Salisbury City Hall is located at 125 North Division Street, Salisbury, MD 21801; phone: 410-548-3100.

Poplar Hill Mansion, 117 Elizabeth Street, Salisbury, Wicomico, MD
Photo: Poplar Hill Mansion, 117 Elizabeth Street, Salisbury, Wicomico, MD. Historic American Buildings Survey [HABS MD-23], photographed by E. H. Pickering, 1936,, accessed September, 2012.

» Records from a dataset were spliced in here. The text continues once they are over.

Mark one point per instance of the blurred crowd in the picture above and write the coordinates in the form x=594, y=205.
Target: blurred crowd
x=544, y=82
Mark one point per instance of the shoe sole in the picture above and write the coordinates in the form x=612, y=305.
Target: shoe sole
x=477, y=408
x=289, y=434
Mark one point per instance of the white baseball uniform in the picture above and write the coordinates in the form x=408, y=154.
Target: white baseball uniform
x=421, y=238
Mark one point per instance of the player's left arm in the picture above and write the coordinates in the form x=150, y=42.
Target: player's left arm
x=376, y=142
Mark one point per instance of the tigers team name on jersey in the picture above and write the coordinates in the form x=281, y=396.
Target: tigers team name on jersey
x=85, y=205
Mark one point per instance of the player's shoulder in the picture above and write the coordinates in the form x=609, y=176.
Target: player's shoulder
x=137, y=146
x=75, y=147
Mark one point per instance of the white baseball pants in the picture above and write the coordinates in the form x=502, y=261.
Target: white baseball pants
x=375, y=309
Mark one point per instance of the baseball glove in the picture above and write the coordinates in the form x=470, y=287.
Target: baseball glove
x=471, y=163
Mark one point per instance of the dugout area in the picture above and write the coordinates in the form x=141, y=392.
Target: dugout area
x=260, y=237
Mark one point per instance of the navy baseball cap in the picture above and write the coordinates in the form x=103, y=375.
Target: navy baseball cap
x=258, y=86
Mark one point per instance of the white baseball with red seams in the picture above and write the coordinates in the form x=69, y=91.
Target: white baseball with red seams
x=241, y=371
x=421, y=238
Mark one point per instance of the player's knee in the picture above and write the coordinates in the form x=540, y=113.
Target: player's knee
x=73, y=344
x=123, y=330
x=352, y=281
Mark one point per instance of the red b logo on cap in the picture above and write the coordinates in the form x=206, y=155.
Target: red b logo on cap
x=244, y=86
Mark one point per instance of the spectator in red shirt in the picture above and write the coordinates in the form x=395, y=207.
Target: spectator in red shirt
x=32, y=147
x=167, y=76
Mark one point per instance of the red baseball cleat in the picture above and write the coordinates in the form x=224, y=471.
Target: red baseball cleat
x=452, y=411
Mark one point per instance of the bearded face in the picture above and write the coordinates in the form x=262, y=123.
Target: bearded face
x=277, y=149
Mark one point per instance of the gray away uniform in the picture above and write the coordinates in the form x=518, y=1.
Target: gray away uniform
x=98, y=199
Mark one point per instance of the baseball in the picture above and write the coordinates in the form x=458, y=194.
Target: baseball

Poplar Hill Mansion (traditional name thought to be of nineteenth century origin) was built ca. 1805. It was accepted for the National Register of Historic Places on October 7, 1971. The property was purchased by the State of Maryland in 1974 and subsequently restored by Wicomico County. The City of Salisbury now owns and maintains Poplar Hill Mansion. [Maryland Historical Society Historic Marker]

Beginnings [1]

When the City of Salisbury was incorporated in 1732, the current downtown area was locally known as "Handy's Landing," a dock area. The presence of the Wicomico River and Humphrey's Lake, adjoining the river on the east, was a valuable asset and the docks became an important spot for local trade. According to City records five streets had been laid out by 1817: Dividing Street (dividing Somerset and Worcester Counties), Somerset and Worcester Road (connecting the two counties), Bridge Street, Back Street and Church Street. Although no buildings survive from this early era, these streets remain, now known respectively as Division street, Isabella Street, Main Street, Camden Street and Church Street.

In the mid-19th century, the downtown area attained local an regional prominence. The dock area, whose growth was recognized by the designation of Dock Street in the 1830s, became an important transportation mode, and even as rail transport developed later in the century, the water transport business continued to prosper in Salisbury. Initially farm and marine products were the primary cargoes, but by the 1840s, a number of flour, lumber and lime mills developed in the area expanding the base of goods exported from Salisbury. Retail shops were constructed along Bridge Street (Main Street) between Division and Dock Streets, forming a corridor of densely packed, two-story frame buildings. North of Church Street was Isabella Street which was the core of the residential area.

  1. Kennedy Smith, Downtown Historic District Commission and Kim Kimlin, Maryland Historic Trust, Downtown Historic District, Salisbury, Wicomico County, Maryland, nomination document, National Park Service, National Register of Historic Places, Washington, D.C.